Pandemic Ponderings – No Spitting

Pandemic Ponderings – No Spitting

Not Stocked - Available Upon Request

 T oday’s Covid-19 pandemic is affecting people worldwide in ways no one ever dreamed possible—creating financial, social, physical, mental, emotional, and spiritual difficulties. But this is not new. History has seen it all before—from disasters, inequities, and injustices to successes and silver linings. It’s in these trying times that we can benefit from history’s lessons, which offer insights into our current situation and show us that there can be opportunities for us to transform our lives.

In the 1918 Spanish Flu Pandemic (February 1918 - April 1920), an estimated 50 million people died worldwide, with 675,000 of those in the United States. Combined with the Great War (World War I—July 28, 1914 to November 11, 1918), men died in larger numbers than women, thereby creating labor shortages that enabled women to take on new roles and forever redefine their place in society.
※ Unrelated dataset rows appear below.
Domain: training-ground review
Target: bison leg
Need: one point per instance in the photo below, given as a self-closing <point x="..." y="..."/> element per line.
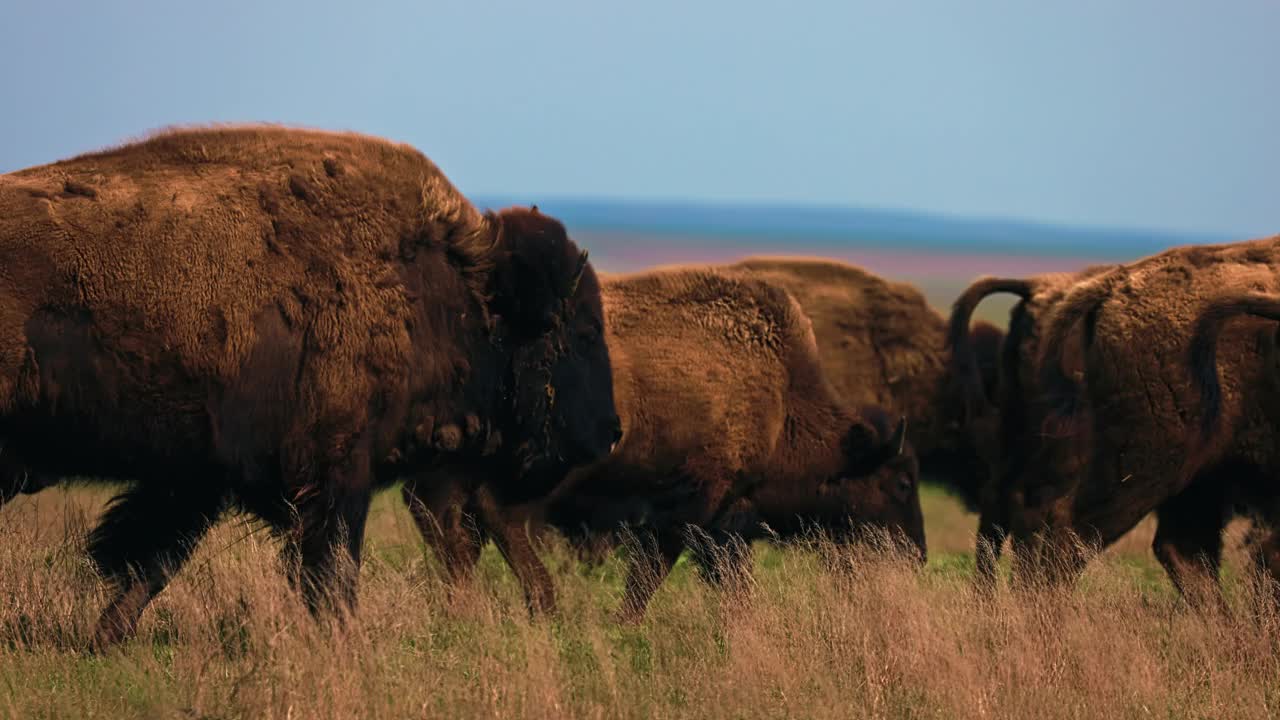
<point x="145" y="537"/>
<point x="511" y="536"/>
<point x="725" y="563"/>
<point x="1266" y="559"/>
<point x="1189" y="541"/>
<point x="649" y="565"/>
<point x="439" y="511"/>
<point x="990" y="545"/>
<point x="329" y="534"/>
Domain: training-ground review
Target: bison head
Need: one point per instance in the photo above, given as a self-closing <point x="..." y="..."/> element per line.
<point x="878" y="484"/>
<point x="547" y="301"/>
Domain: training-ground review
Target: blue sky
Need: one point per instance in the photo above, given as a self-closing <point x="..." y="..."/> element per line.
<point x="1116" y="113"/>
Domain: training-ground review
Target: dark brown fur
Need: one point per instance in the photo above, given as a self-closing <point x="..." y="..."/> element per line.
<point x="882" y="343"/>
<point x="1136" y="410"/>
<point x="279" y="319"/>
<point x="728" y="423"/>
<point x="1202" y="358"/>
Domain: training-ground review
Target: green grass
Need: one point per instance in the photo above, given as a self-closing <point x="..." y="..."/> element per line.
<point x="859" y="634"/>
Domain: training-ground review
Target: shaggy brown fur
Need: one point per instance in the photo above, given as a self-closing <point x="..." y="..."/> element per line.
<point x="1138" y="414"/>
<point x="1005" y="423"/>
<point x="279" y="319"/>
<point x="1203" y="349"/>
<point x="730" y="424"/>
<point x="882" y="343"/>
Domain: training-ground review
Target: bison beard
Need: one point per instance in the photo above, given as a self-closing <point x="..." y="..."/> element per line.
<point x="278" y="320"/>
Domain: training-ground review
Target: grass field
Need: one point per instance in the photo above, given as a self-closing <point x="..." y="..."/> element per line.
<point x="860" y="637"/>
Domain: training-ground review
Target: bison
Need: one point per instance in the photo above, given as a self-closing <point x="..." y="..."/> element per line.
<point x="730" y="427"/>
<point x="882" y="343"/>
<point x="280" y="320"/>
<point x="1257" y="495"/>
<point x="1006" y="411"/>
<point x="1134" y="411"/>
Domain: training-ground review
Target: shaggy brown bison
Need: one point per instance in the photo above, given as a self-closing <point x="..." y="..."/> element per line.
<point x="1258" y="497"/>
<point x="1137" y="413"/>
<point x="730" y="427"/>
<point x="882" y="343"/>
<point x="1011" y="415"/>
<point x="280" y="320"/>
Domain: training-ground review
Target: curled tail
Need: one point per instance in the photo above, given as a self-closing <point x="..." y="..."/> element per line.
<point x="1061" y="392"/>
<point x="1202" y="360"/>
<point x="964" y="360"/>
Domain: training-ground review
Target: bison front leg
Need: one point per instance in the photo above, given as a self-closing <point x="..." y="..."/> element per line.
<point x="329" y="534"/>
<point x="1189" y="541"/>
<point x="439" y="507"/>
<point x="990" y="542"/>
<point x="650" y="561"/>
<point x="726" y="563"/>
<point x="511" y="536"/>
<point x="145" y="536"/>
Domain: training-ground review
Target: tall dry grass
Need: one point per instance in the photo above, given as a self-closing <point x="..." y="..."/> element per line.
<point x="819" y="633"/>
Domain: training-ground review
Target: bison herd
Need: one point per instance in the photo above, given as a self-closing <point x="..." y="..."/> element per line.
<point x="283" y="322"/>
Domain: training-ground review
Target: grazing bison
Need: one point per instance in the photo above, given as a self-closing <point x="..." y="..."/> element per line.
<point x="730" y="427"/>
<point x="1258" y="497"/>
<point x="1137" y="415"/>
<point x="1011" y="417"/>
<point x="280" y="320"/>
<point x="882" y="343"/>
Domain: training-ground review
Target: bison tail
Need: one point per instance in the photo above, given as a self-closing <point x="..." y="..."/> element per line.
<point x="964" y="361"/>
<point x="1202" y="359"/>
<point x="1061" y="392"/>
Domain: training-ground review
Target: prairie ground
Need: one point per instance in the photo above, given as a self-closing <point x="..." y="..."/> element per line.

Some viewed women’s entering the work force as an attack on traditional values, which would lead to women’s moral decay. But families needed income. So women worked in munitions factories and the textile industry, and were employed as postal workers, police, firefighters, bank clerks, bus and tram conductors, railway guards and ticket collectors, and heavy machinists. And though they performed their jobs well, they were paid less than men. Of this new female workforce, a minority of the new jobs were filled by black women.
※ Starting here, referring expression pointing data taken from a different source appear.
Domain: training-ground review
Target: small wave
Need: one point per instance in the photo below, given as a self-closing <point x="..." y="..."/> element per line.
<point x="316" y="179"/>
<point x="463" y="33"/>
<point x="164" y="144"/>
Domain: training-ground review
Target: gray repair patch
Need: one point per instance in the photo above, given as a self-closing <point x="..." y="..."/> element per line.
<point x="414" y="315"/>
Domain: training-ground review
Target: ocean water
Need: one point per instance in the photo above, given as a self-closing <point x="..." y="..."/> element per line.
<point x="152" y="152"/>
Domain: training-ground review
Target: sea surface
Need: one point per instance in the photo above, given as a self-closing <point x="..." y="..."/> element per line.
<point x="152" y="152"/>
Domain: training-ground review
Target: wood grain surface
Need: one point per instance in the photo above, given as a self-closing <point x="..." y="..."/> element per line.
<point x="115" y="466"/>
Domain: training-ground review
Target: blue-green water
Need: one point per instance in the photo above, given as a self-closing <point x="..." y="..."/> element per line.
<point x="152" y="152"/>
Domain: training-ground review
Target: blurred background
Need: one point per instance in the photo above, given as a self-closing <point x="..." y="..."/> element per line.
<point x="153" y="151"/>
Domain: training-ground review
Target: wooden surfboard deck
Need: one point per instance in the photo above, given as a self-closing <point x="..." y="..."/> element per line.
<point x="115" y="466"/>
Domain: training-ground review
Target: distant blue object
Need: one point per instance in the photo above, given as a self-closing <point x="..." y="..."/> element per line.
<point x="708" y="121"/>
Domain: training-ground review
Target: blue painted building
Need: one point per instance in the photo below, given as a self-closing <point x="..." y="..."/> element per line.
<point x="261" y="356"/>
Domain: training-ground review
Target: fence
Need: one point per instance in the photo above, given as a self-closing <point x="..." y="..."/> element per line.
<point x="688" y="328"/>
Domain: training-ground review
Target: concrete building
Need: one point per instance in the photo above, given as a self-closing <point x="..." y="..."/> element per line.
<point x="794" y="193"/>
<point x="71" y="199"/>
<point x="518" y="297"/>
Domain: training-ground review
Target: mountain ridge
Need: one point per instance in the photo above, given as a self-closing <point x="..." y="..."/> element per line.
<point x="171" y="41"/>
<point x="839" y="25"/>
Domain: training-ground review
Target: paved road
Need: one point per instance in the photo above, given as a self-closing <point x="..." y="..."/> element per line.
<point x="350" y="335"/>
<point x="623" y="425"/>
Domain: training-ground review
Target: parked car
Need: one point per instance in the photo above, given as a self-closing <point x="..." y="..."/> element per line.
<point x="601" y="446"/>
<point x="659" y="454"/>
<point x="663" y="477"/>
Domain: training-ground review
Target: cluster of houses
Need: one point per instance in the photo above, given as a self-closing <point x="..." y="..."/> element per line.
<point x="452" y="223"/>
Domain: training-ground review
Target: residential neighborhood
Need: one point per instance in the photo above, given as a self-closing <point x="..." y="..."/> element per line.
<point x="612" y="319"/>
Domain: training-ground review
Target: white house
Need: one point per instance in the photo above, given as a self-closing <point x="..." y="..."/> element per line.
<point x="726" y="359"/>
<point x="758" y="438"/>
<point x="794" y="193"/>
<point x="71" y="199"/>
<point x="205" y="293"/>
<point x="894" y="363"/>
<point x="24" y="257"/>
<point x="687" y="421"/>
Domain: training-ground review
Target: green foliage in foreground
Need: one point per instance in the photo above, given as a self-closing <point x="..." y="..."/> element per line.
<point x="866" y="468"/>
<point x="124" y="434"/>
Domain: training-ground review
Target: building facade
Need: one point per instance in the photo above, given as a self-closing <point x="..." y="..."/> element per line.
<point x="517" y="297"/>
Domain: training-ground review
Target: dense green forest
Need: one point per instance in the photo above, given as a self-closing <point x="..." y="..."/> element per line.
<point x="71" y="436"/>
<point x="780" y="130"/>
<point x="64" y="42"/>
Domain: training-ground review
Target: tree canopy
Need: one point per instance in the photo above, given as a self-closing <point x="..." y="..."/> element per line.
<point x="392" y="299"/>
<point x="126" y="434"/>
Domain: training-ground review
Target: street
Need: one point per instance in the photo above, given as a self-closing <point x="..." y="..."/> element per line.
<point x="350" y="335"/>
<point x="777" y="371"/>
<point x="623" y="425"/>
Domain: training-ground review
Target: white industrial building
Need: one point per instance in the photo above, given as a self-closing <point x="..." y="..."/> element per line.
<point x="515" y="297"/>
Nursing, a profession traditionally dominated by women, first opened its doors to blacks in 1918 when black Americans were routinely denied access to health services, education, and political institutions. Frances Reed Elliot Davis was the first black nurse to be accepted into the American Red Cross Nursing Service. Similarly, the Navy Nurse Corps created positions for 18 black nurses. These changes in hiring practices took place in spite of racial segregation and violence of the time and were due in part to the pandemic, netting incremental advances for black American women’s civil rights and health equity.

The American Magazine, in this artwork, was published from 1905 to 1956, and focused on social issues, human interest stories, and fiction during the Spanish Flu pandemic years.